I was pretty curious about this as well and so I looked into this for a while. The best explanation I could come up with for the discrepancy in the numbers that you have is that over the course of a year, someone is relatively unlikely to kill themselves, but over the course of a lifetime the average person has a little over a 1% chance of killing themselves. Although this number is slightly misleading- as (if I remember correctly) the lifetime prevalence of completed suicide (worldwide) is probably closer to ~0.4% for women and somewhere over 1% for men.

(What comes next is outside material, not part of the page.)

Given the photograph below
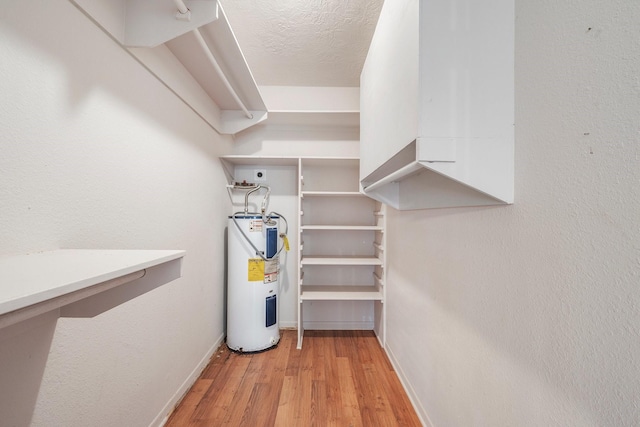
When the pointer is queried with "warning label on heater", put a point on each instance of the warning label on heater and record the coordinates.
(271, 270)
(256, 269)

It should also be noted that the suicide rate of an individual can vary wildly depending on their socioeconomic status, age, family stability, gender, educational attainment level, IQ, country of origin, number of disabilities/current health status, relationship status (divorced is a big one), religious affiliation (surprisingly predictive), presence of mental illness, and an uncountable number of additional life variables. On the low end, an individual with almost every single protective factor against suicide could easily have a predicted suicide rate of close to 0%, but an individual with a ridiculously unlucky life could have a predicted lifetime suicide rate easily over 80% (The groups with extremely high completion rates are considerably unluckier than what most people reading this would imagine).
The data surrounding suicide is kind of fuzzy because a lot of suicides aren't reported correctly and there hasn't been a ton of great analysis done on suicide in general. Most of the analysis I've found tends to have some sort of agenda behind it, and so it's difficult to find solid, raw data.